The department's Combating Redlining Initiative will work in partnership with the Consumer Financial Protection Bureau (CFPB) and the Office of the Comptroller of the Currency (OCC) in an effort to end redlining, the practice of denying financial services on the basis of race or in low- to moderate-income neighborhoods, the agencies said.
"It will seek to address fair lending concerns on a broader geographic scale than the Justice Department has ever done before," Garland said.
Along with the new effort, the DOJ, CFPB and OCC announced a settlement totaling $5 million with Trustmark Bank over allegations the $17 billion-asset, Jackson, Mississippi-based bank engaged in discriminatory lending practices from 2014 to 2018.
The DOJ said it opened its investigation after the OCC found instances of discrimination in its pattern of mortgage application and origination activity, branching history, mortgage loan officer structure and operations and marketing and advertising.
Under a DOJ and CFPB consent order, Trustmark will pay a civil money penalty totaling $5 million — of which $4 million will satisfy the OCC’s civil money penalty order and the remaining $1 million will be paid to the CFPB, the DOJ said.
"Trustmark has fully cooperated in this investigation and amicably resolved the allegations," the DOJ said.
To satisfy the DOJ and CFPB consent order, Trustmark agreed to invest $3.85 million over five years in a loan subsidy fund to increase mortgage lending opportunities to Memphis residents in majority Black and Hispanic census tracts and will devote $200,000 annually over five years to advertising, community outreach and credit and financial education services, the bank said in a statement.
The bank will also invest $400,000 in its community development partnerships to support services related to credit, financial education, homeownership and foreclosure prevention that benefit residents of majority Black and Hispanic census tracts in the Memphis market. The bank will also open a loan production office to serve the mortgage lending needs of residents in these neighborhoods.

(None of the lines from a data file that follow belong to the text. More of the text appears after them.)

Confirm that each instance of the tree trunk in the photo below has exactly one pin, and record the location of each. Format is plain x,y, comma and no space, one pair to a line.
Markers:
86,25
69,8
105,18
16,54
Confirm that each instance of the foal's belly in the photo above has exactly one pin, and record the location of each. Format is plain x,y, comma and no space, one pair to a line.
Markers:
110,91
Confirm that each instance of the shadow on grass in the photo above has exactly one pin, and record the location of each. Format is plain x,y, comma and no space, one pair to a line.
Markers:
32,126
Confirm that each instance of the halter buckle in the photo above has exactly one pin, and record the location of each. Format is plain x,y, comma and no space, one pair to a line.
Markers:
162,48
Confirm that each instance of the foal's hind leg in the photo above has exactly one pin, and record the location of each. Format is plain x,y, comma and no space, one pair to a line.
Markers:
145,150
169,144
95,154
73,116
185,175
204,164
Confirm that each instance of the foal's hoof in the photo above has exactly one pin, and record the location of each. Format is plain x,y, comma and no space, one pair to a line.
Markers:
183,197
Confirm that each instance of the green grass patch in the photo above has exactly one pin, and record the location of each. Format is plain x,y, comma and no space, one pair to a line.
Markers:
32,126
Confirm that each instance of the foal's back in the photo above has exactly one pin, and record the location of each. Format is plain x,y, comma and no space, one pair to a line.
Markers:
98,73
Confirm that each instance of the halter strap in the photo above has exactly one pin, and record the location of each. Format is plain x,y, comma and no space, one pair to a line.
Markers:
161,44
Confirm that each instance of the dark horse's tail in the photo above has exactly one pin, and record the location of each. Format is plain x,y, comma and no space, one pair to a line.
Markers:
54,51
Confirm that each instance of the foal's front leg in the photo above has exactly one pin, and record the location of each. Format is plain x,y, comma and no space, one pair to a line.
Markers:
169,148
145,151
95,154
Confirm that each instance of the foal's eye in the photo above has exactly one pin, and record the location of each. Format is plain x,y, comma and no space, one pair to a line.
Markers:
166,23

"We fully cooperated with the agencies and have entered into these settlements to avoid the distraction of protracted litigation and because we share the common goals of breaking down barriers to home financing and exploring innovative ways to help residents of underserved areas achieve the dream of homeownership," Trustmark President and CEO Duane Dewey said in a statement. "We look forward to making continued progress on the lending initiatives and operational enhancements we began implementing six years ago."
More to come
Trustmark’s settlement is the first to be announced under the new DOJ initiative, and settlements with other entities are forthcoming, the department said.
"We are wasting no time getting to work," said Garland, adding the DOJ’s Civil Rights Division has several open redlining investigations. "Through partnerships with U.S. attorney's offices, the department expects to open more in the months ahead."
DOJ Assistant Attorney General Kristen Clarke said the new initiative will send a "strong message to banks and lenders that we will hold them accountable as we work to combat discriminatory race and national origin-based lending practices."
"We know well that redlining is not a problem from a bygone era but a practice that remains pervasive in the lending industry today," she said.
CFPB Director Rohit Chopra called Trustmark’s actions, "egregious," but added the agency would also be paying close attention to "digital redlining."
"Technology companies and financial institutions are amassing massive amounts of data on each and every one of us, and using it to make more and more decisions about our lives, including loan advertising and underwriting," he said on Friday. "And while machines crunching numbers might seem capable of taking human bias, out of the equation, that is not necessarily what is happening. Findings from academic studies and news reporting suggest serious questions about algorithmic bias."